Non-Linear Optimization & Network Analysis Library

A collection of algorithms implemented in MATLAB to solve unconstrained non-linear optimization problems and weighted graph routing challenges. This project focuses on analyzing convergence rates and computational efficiency.

Algorithms Implemented

1. Gradient-Based Optimization

• Fletcher-Reeves Method (fletcher_reeves.m): Implementation of the Conjugate Gradient method for non-linear functions.
  • Uses fminbnd for exact line search steps.
  • Achieves superlinear convergence on quadratic forms.
  • Ideal for high-dimensional problems where Hessian computation is expensive.

2. Derivative-Free Optimization (Direct Search)

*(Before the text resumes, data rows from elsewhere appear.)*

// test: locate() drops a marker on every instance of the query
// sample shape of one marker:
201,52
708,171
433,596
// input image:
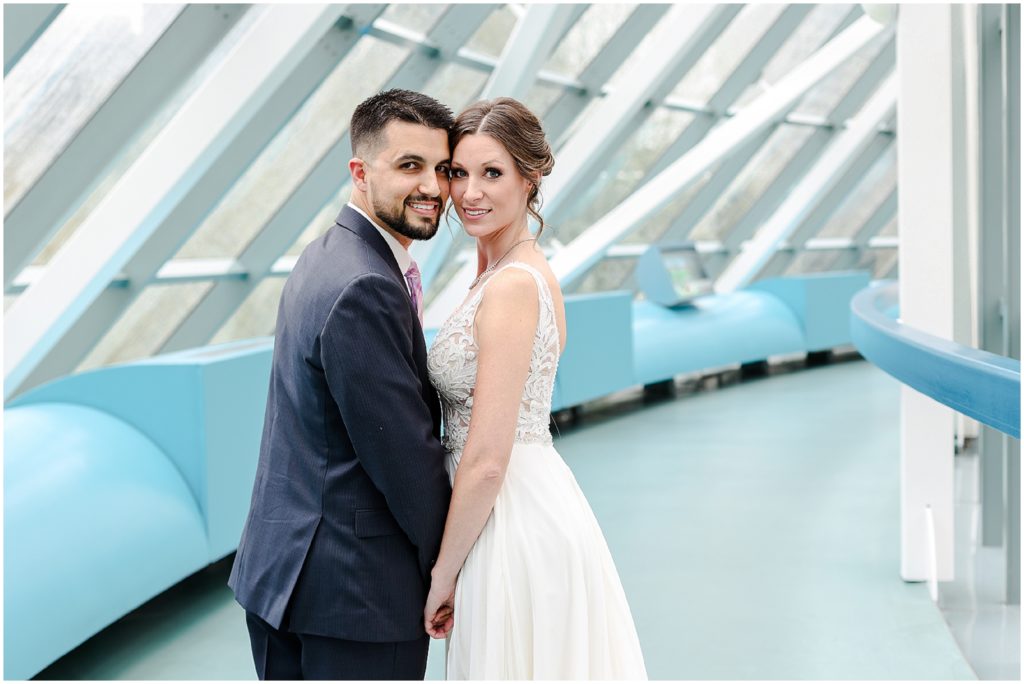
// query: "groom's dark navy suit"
350,494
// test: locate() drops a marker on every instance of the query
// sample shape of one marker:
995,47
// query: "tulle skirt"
539,596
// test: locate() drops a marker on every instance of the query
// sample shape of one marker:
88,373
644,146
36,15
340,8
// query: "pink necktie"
415,289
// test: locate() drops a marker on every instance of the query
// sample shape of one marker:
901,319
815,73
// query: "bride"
523,564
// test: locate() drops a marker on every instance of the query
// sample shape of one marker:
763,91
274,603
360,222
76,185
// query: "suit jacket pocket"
375,522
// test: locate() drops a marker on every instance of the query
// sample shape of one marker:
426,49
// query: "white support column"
931,128
588,249
68,181
23,25
177,159
320,186
819,181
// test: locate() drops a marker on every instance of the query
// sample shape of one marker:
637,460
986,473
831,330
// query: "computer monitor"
673,274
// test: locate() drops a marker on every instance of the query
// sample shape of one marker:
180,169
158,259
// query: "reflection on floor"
755,528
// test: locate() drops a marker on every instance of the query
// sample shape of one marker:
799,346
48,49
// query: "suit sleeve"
367,353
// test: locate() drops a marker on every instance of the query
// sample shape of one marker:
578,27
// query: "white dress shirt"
401,255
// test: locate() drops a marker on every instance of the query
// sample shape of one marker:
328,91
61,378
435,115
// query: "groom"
351,495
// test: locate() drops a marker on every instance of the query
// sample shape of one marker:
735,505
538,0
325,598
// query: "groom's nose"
429,184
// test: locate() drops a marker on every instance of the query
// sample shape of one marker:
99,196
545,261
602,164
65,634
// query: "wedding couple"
367,533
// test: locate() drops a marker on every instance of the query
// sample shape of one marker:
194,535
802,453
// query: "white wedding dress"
539,596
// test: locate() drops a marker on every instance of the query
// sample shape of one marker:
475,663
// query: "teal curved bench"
96,521
977,383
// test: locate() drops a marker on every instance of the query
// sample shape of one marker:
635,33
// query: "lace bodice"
452,362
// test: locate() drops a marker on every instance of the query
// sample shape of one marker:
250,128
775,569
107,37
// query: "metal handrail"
976,383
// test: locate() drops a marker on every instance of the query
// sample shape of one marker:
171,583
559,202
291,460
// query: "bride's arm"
506,323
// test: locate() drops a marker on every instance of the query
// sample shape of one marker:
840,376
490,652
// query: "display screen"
687,274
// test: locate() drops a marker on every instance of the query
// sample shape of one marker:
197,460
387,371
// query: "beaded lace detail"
452,362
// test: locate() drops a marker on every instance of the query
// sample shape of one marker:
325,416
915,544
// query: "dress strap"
544,292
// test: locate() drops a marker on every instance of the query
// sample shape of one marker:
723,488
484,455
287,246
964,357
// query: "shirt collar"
401,255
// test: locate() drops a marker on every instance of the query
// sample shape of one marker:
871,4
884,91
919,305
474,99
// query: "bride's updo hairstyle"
509,122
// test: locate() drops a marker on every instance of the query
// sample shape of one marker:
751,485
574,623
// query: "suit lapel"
353,221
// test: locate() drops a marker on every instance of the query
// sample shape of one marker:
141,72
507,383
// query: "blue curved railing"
979,384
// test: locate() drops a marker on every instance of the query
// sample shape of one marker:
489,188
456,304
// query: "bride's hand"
438,614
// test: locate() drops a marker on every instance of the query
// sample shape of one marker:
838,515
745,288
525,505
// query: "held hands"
438,615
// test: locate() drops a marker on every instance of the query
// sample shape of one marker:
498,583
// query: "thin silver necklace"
495,264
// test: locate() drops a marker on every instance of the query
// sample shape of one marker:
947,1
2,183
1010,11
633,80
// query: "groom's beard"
419,227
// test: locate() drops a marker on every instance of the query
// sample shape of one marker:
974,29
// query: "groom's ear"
357,169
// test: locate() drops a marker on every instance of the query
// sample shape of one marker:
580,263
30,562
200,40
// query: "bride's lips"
424,208
476,213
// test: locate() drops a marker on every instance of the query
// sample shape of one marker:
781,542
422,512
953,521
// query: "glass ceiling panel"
694,14
256,316
751,183
607,274
615,180
891,228
812,34
137,146
725,54
324,220
658,224
154,315
587,37
489,39
815,261
271,178
822,98
67,75
868,195
880,262
541,97
414,16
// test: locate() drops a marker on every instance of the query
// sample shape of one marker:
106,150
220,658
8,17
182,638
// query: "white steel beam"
208,123
532,40
825,205
318,187
819,181
745,73
868,231
23,25
75,172
779,187
586,250
568,105
677,44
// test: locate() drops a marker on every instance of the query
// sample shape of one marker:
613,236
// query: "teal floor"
755,527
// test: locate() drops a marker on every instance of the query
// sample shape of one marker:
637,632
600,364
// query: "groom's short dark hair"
374,114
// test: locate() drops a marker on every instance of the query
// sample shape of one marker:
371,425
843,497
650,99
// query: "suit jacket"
351,495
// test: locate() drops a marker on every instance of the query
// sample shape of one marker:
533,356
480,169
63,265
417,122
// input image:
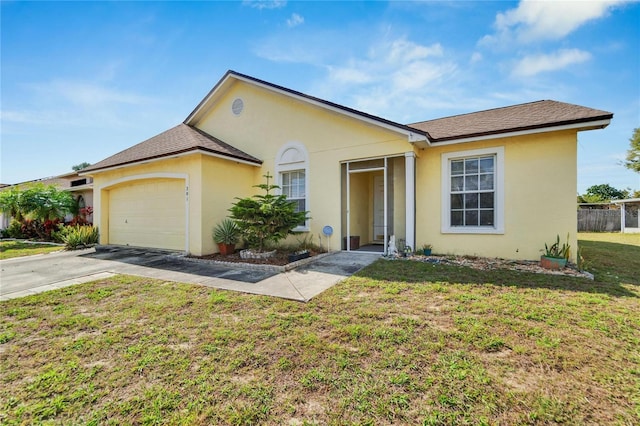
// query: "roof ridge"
488,110
298,93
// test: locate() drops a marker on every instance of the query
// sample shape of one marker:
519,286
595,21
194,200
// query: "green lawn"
400,343
9,249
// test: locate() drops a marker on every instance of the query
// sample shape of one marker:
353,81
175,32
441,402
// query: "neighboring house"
81,187
629,222
496,183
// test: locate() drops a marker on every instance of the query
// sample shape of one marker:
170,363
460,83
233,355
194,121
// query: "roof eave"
582,125
412,134
176,154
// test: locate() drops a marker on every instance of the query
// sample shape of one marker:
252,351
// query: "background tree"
10,202
80,166
46,202
602,193
633,154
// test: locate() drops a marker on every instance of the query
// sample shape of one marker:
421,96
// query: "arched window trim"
286,162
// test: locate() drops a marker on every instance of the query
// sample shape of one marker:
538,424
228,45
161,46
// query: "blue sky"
84,80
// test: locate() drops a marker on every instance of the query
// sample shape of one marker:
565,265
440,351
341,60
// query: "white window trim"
281,167
498,228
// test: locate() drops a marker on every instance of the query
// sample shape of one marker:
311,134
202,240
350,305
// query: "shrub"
15,229
76,237
268,218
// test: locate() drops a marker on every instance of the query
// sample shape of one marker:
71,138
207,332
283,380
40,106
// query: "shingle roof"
178,140
534,115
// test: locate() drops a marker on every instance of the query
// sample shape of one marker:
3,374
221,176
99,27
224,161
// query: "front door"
378,209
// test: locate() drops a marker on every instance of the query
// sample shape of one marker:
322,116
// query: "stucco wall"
539,197
212,184
270,120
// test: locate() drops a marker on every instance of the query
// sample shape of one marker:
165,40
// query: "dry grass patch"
401,343
11,249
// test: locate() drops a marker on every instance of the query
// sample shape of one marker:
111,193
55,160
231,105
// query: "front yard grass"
399,343
10,249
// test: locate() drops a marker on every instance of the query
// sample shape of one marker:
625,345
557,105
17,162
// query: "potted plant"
298,255
556,255
226,234
265,219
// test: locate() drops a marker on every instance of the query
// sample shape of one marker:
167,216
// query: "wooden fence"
597,220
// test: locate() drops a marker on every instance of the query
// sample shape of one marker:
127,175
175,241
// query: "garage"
148,213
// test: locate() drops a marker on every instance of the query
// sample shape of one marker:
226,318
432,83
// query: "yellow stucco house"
496,183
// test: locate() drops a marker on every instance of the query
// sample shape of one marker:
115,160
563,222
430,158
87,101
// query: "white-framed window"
292,171
294,187
473,191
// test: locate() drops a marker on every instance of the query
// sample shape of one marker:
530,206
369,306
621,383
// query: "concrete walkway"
30,275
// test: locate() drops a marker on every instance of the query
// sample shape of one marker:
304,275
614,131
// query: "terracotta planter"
299,256
552,262
226,249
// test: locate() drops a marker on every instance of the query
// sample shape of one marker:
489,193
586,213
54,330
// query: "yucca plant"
226,234
76,237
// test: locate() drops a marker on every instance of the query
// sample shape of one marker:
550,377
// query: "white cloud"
536,20
395,78
535,64
295,20
265,4
75,103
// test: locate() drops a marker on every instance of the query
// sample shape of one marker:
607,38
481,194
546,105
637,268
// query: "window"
293,177
472,191
293,186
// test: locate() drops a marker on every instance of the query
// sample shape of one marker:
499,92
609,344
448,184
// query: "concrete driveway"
30,275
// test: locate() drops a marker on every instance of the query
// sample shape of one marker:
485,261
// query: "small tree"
46,202
601,193
10,202
266,218
632,161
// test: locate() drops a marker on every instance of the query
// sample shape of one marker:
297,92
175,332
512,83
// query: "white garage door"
148,214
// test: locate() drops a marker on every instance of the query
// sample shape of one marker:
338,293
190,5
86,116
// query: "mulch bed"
281,258
485,264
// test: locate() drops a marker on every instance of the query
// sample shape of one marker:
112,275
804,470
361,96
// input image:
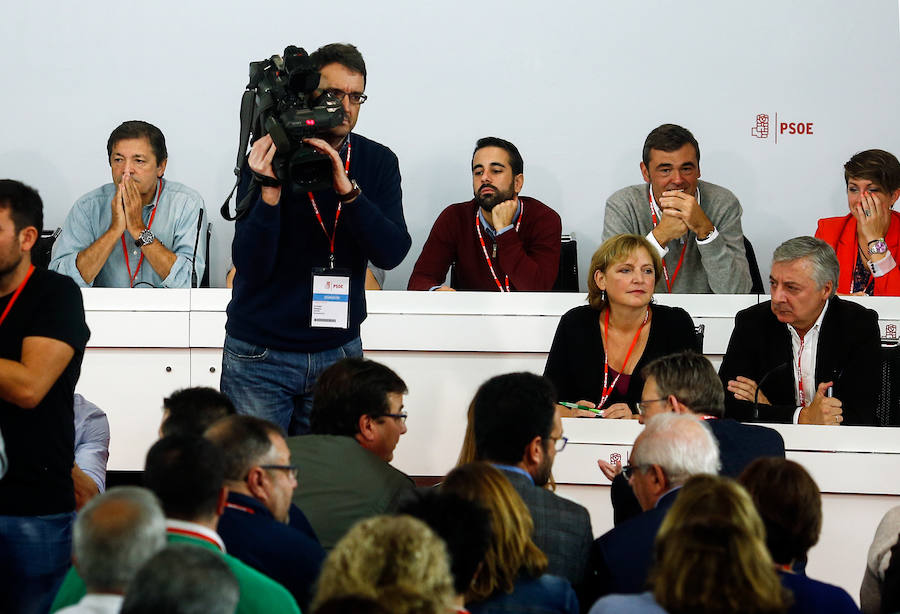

• Hooke-Jeeves Method (hooke_jeeves.m): A Pattern Search algorithm that does not require gradient information.
  • Implements exploratory moves and pattern moves.
  • Robust for non-differentiable or noisy objective functions.

3. 1D Search Methods

• Fibonacci Search (fibonacci_search.m): Efficient interval reduction technique using Fibonacci numbers.
  • Optimizes unimodal functions with a reduction ratio of approx $1/\phi$ (Golden Ratio).

4. Graph Theory & Routing

• Dijkstra's Algorithm (dijkstra_routing.m): A custom implementation for finding shortest paths in weighted graphs.
  • Complexity: Optimized adjacency matrix handling for $O(V^2)$ performance.
  • Solves the single-source shortest path problem.

Tech Stack

• Language: MATLAB
• Focus: Numerical Optimization, Convex Analysis, Graph Theory.

Performance Notes

The implementations include convergence checks based on gradient norms ($|\nabla f| < \epsilon$) and step size tolerances, ensuring stability near local minima.